Ещё у самого входа в ресторан Лёва почувствовал, что дела идут паршиво. Вместо того чтобы вырвать из стены какую-то псевдобамбуковую хрень и ударить ею по зеркалу, чтобы осколки засыпали весь холл, он скрючился от тоски и еле-еле удержался от того, чтобы не рухнуть на пол, жалобно скуля и подвывая. Куда подевался молодецкий кураж, где предвкушение битвы, которое Лёва нередко ощущает перед встречей с носителем до того момента, пока отрезвляющая боль в мочке уха не указывает ему цель? Ничего этого не было. Но услужливое ухо довольно скоро поймало первый болевой импульс – клиент был здесь, никаких сомнений. Следуя за своей болью и гневом, переходящим почему-то в тоску и безысходность, Разведчик прошел в кофейный зал и остановился. Идти дальше не хотелось категорически: и не потому, что с каждым шагом его чувствительное ухо всё сильнее реагировало на присутствие носителя, а потому, что впереди зияла бездна. Огромная воронка, на краю которой остановился Лёва, хотела поглотить его, выпить, высушить до костей.
«Ты чего, чувак, обалдел? – Лёва мысленно обратился к посетителю, спокойно восседающему в центре воронки. – Я тут самый злой, понятно?» Стало немного полегче – нет, воронка осталась на прежнем месте (никто вокруг, впрочем, не ощущал её присутствия), и свинцовая тоска никуда не исчезла, просто Лёва сделал шаг вперёд, потому что сам этого захотел. «Не будь животным, приятель, – строго сказал он, на этот раз самому себе, – выключай инстинкты и врубай разум. Надо же разобраться, кто тут такой борзый выискался».

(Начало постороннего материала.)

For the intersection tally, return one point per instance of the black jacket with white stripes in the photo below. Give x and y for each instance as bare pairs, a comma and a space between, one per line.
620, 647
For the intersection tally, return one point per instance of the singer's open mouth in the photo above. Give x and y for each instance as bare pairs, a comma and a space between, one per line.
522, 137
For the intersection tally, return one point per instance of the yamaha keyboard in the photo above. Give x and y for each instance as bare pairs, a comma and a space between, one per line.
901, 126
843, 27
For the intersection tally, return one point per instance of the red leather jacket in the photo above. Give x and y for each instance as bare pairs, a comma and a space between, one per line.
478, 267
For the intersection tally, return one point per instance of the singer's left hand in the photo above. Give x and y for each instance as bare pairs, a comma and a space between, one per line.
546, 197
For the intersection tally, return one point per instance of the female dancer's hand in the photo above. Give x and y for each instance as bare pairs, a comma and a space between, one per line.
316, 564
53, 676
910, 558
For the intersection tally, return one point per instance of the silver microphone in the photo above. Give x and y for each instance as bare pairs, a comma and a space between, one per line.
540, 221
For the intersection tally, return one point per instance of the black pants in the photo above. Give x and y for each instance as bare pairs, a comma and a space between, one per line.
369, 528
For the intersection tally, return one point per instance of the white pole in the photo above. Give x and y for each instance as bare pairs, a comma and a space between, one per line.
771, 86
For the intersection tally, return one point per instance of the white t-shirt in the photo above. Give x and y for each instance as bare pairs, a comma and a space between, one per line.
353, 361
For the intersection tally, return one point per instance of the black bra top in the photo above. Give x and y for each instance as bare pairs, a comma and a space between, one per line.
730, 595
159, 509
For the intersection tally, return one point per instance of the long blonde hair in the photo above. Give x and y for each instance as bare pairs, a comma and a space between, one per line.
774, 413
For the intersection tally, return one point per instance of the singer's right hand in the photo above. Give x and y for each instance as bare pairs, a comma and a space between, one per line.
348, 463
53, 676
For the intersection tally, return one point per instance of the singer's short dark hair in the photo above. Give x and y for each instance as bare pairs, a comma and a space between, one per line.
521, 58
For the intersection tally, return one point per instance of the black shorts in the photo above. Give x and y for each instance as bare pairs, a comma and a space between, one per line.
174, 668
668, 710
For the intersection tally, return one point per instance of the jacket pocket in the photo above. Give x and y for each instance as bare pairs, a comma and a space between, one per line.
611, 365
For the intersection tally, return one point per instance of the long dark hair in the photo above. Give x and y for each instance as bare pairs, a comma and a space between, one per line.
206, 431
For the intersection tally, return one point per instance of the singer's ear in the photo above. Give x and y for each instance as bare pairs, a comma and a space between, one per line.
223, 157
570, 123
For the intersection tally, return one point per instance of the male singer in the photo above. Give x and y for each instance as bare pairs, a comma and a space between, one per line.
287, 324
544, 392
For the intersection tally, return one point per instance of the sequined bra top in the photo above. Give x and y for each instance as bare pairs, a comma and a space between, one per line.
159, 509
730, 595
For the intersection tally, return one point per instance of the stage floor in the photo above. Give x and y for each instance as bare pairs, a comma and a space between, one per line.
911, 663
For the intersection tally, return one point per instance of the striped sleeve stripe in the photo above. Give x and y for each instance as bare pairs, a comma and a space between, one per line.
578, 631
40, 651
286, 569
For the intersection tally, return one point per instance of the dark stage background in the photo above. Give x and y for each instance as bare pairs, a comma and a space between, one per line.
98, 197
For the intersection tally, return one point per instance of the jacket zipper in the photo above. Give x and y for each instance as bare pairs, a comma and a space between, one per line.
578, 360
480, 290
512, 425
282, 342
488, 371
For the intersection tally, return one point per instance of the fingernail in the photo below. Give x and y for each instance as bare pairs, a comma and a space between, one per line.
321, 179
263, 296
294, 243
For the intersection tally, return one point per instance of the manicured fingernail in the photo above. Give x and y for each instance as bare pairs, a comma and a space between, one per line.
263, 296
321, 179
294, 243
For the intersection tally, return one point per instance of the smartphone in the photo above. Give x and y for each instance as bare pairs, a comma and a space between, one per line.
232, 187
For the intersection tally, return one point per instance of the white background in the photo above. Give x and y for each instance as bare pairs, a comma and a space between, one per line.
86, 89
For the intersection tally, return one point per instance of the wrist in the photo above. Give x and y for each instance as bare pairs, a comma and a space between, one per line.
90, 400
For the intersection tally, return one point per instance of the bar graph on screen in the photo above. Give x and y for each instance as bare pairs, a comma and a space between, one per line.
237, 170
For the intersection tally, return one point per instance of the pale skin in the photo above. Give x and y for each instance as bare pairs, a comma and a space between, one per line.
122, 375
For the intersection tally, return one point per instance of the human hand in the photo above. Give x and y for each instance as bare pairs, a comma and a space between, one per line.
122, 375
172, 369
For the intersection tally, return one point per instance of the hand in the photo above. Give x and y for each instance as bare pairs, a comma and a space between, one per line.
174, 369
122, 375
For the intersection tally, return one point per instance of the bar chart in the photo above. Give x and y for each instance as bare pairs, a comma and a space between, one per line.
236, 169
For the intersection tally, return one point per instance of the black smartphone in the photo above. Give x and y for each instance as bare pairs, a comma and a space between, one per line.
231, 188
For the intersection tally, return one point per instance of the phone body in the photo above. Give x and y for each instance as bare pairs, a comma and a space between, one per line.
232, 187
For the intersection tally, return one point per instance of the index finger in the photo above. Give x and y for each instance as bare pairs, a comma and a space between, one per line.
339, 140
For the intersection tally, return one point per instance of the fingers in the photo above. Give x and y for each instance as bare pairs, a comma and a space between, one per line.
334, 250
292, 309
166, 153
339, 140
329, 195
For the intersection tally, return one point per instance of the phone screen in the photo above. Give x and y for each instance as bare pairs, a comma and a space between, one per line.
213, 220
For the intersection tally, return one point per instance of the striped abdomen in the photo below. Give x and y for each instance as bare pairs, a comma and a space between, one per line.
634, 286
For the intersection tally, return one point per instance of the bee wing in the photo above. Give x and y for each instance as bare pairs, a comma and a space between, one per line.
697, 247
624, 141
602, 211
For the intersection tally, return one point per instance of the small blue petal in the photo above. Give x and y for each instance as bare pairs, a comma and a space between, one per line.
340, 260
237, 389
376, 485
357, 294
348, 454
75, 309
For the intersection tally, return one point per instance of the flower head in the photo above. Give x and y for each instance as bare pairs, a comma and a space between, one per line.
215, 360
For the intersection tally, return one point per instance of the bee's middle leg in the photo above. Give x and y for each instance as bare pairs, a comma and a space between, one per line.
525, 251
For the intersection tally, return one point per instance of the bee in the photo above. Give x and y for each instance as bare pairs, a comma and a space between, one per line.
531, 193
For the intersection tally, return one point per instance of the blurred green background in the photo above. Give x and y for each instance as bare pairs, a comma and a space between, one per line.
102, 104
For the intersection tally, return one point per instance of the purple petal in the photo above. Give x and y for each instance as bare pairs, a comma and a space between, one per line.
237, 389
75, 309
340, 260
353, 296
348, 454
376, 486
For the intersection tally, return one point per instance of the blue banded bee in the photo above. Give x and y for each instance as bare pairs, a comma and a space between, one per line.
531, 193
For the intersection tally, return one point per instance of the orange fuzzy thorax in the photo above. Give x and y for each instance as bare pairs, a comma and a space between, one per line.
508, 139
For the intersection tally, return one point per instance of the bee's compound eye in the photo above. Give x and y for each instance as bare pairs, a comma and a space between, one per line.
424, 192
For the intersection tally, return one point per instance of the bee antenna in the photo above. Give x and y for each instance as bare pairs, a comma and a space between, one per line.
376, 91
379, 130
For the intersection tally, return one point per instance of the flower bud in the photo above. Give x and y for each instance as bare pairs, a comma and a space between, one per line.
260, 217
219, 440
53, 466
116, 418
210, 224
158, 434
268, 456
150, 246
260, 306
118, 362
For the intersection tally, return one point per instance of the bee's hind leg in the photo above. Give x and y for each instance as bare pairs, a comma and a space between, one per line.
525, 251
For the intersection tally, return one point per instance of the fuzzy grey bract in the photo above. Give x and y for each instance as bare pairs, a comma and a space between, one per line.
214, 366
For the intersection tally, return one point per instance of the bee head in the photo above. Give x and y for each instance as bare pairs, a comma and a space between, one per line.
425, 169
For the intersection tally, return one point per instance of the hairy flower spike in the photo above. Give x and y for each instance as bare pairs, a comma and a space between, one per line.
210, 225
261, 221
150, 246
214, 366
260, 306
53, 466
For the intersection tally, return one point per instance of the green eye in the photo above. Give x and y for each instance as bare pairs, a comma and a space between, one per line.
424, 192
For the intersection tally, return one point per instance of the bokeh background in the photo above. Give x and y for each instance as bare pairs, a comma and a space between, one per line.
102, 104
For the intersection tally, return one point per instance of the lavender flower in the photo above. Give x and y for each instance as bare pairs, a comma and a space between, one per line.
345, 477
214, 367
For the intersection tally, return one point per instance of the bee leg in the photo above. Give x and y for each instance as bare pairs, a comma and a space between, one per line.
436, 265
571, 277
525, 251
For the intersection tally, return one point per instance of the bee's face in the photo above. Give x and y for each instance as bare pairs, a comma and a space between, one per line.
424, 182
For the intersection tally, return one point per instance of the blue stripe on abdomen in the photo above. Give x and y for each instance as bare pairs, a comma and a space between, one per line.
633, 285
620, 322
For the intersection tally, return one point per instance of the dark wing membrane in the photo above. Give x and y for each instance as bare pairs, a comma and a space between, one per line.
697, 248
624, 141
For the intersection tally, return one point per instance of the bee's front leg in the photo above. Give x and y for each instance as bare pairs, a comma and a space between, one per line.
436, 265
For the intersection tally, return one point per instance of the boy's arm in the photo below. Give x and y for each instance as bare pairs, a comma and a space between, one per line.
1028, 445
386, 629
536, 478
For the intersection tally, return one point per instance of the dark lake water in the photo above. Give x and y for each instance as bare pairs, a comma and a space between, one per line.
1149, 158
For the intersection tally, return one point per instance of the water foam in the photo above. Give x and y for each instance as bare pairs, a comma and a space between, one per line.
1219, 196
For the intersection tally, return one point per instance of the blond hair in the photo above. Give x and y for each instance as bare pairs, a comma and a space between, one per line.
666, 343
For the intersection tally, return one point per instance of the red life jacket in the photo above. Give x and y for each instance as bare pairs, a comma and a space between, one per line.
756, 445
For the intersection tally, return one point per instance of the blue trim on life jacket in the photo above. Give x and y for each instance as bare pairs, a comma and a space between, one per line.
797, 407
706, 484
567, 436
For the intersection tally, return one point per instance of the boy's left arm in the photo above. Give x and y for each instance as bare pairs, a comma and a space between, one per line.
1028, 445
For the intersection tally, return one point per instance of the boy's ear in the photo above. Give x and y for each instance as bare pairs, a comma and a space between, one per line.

Борзый неторопливо, с истинно купеческим размахом, обедал. Не понять ему было новомодной привычки к ланчам, состоявшим, как правило, из лёгкого салатика и кусочка варёной на пару рыбы. Здесь ему тоже попытались было навязать что-то подобное, да ещё и в японском стиле, но он громко и внятно потребовал «человеческое меню».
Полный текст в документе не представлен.